Photograph — Ventures Africa

In line with a string of recent policies aimed at creating an enabling environment for businesses and attracting investment into the economy, the Nigerian government plans to introduce more tax incentives for investors in the capital market, a minister said this week.

This would be in addition to existing tax provisions in the recently signed Finance Act, which is expected to help deepen the market in the areas of Real Estate Investment Schemes (REITS) and securities lending.

Any of such new incentives and policies will be formulated in collaboration with the Nigerian Stock Exchange (NSE), Finance Minister Zainab Ahmed said, with the goal of encouraging investment and help to further boost the market.

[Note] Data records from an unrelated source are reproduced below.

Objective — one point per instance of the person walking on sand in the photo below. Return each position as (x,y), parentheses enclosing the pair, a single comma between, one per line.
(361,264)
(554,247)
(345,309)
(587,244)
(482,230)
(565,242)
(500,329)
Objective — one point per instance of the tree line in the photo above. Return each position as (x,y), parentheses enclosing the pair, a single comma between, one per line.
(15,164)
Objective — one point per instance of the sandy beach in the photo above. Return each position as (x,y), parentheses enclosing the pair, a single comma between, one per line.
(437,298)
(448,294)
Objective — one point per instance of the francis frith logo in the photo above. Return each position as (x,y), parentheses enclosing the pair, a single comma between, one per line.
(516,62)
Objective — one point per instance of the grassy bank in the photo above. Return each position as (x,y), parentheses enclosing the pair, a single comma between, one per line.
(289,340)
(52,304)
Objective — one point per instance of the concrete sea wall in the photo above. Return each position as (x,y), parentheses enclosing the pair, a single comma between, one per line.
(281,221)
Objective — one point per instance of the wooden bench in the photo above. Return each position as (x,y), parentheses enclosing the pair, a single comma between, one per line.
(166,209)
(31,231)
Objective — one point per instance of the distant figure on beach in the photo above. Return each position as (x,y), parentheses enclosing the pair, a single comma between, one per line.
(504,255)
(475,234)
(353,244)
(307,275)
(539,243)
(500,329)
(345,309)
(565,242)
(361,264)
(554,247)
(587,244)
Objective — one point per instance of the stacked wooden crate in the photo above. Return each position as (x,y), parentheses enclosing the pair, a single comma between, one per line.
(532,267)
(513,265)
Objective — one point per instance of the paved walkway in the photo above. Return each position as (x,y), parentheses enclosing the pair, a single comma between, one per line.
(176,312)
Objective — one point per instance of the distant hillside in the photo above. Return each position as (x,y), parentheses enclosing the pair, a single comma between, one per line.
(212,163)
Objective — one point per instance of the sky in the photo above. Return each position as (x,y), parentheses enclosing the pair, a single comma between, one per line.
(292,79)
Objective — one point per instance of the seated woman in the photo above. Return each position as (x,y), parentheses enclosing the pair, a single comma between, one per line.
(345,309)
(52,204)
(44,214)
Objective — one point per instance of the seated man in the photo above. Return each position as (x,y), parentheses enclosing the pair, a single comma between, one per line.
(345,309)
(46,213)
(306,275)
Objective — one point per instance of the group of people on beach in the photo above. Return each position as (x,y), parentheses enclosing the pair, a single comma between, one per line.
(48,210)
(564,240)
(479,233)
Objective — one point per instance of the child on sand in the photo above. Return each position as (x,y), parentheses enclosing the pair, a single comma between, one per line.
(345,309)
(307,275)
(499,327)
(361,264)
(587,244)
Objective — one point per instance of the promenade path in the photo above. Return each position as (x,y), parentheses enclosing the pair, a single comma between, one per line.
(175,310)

“We have asked the Nigeria Stock Exchange to continue to work with us so that we can encourage Nigerians to invest more in the market,” Ahmed said during a courtesy call to the Exchange. “We have a lot of resources locally and we are working with the NSE to ensure we mobilize resources through the market.”

The Nigerian government has been looking for ways through various policies to attract more investments into the local capital market and the new finance law keys into that vision, offering a number of incentives for investors. But industry experts had called for more incentives after the law was ratified earlier this year, to enable capital flow into the market.

“I want to say that we appreciate the government for the Finance Act of 2019 and a number of initiatives that are in support of the capital market,” said Mary Uduk, acting Director-General of the Securities and Exchange Commission. “The government has through the Finance Act answered some of our prayers.”

Uduk, however, noted that the commission “expected more” because it had been on the initiatives for many years with the federal tax agency and other relevant stakeholders. “There are others that we thought they would have done like the issue of taxes… We will continue to push for more tax reductions in different areas,” she said.

A supportive macroeconomic framework involving fiscal, monetary, exchange rate and capital accounts policies is generally considered crucial for the development of the domestic capital market. And fiscal initiatives, such as tax incentives, is “very critical” in driving both local and foreign investments to the capital market and the economy at large, Uduk added.